Nureddin Nebati, ‘Fiyat indirmeyenler nasıl bir Hazine Bakanlığı olduğunu anlayacak’ diyor. Sayın Bakan, 21.12.2012 tarihli Cumhurbaşkanı kararına ek karar salı günü çıkmış. Özetle; ‘Dolar düştüğü için akaryakıt fiyatlarındaki indirimler pompaya yansımayacak, ÖTV’ye yansıyacak.’ Bakan tehdit ediyor. Bizim uzmanların hesabına göre mazot 11.68 idi. Doları 12,5’tan hesaplarsak mazotun 9,5 liraya düşmesi lazım. Bunun indirilemeyeceğini beyan ediyorsun. Bu nasıl iş? ‘Fiyat indirmeyenlerle hesaplaşacağım’ diyorsun, doların düşüşünden dolayı akaryakıt fiyatlarının azalmayacağını ifade ediyorsun. Bu milleti aptal yerine koymaktır. Bari kimseyi tehdit etmeyin. Fiyat indirecekseniz siz indirin. Dolar yükselirken ‘Ne var bunda’ diyenler, şimdi dolar inerken göbek atıyor. İnerken de göbek atıyorsun, çıkarken de göbek atıyorsun. Buz gibi beceriksizlik, buz gibi inatçılık.

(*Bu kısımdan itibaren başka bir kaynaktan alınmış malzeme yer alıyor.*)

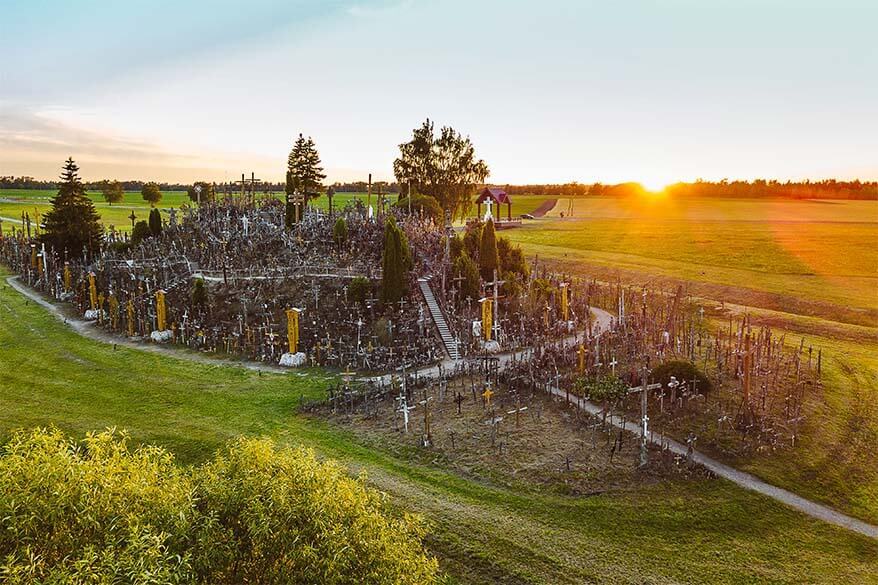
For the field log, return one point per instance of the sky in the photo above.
(551, 91)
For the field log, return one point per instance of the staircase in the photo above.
(439, 319)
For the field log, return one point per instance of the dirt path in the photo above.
(603, 322)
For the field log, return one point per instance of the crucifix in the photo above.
(517, 411)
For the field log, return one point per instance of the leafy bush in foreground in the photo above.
(684, 372)
(96, 511)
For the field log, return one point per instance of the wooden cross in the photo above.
(517, 411)
(486, 395)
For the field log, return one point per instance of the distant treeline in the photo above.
(758, 188)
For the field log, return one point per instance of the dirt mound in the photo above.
(544, 208)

Beyefendi ‘Çalışmadan, yorulmadan para kazanan asalaklara sesleniyorum; başaramayacaksınız’ diyor. Çalışmadan, yorulmadan para kazanan, senin bankalarında yüksek miktardaki döviz ve TL’yi tutan ve kur farkından yorulmadan milletin sırtından asalak gibi yaşayanlar. Onların hamisi sensin, ağababası sensin. Onlara ‘Çalışmadan, yorulmadan para kazanacaksınız. Korkmayın, Ben Hazine’den alacağım, garip gurebadan topladığımı size aktaracağım’ diyorsun. Dalga geçer gibi bu asalaklara laf ediyor. Bu asalakları sen ürettin, sen. DDK’yı kur manipülatörleri için görevlendirmişti. Ben DDK’ya soruyorum. 20 Aralık gecesi, Ziraat Bankası Genel Müdürü’nün iddia ettiği 1 milyarı (dolar) 17-19 liradan kim sattı, sabah 13 liradan kim aldı? Bunları söyleyin. Daha önce döviz çıkarken bir gecede milyarların sahibi olanlar kim? Millet perişan, ekmek kuyruğunda millet ama tıpkı 128 milyar dolarda olduğu gibi bu manipülasyonlarla birileri olağanüstü zengin edildi. Pazartesi açıkladığı program başarıya ulaşmış. Erdoğan’a soruyorum. Pazartesi açıkladığın program, bir gecede 1,5 milyar TL’nin birilerinin cebine girmesidir. Erdoğan’a soruyorum; başarıya ulaştıysa ekmeğin, akaryakıtın, unun, yağın, tuzun, gazın, yumurtanın, biberin, domatesin fiyatları ucuzladı mı? Yok. Erdoğan, ‘bölücü, hain, cibilliyetsiz’ dedi; ağza alınmayacak başka şeyler de söyledi. Geçenlerde yeni bir benzetme daha yaptı. Bir hayvana benzetti. Bu benzetme insani olmadı Erdoğan. Ayıp, edep dışı. Erdoğan ile ilgili teşhisimi bir kez daha doğruladı. ‘Azmiyle çıktı, hırsıyla kaybediyor’ demiştim.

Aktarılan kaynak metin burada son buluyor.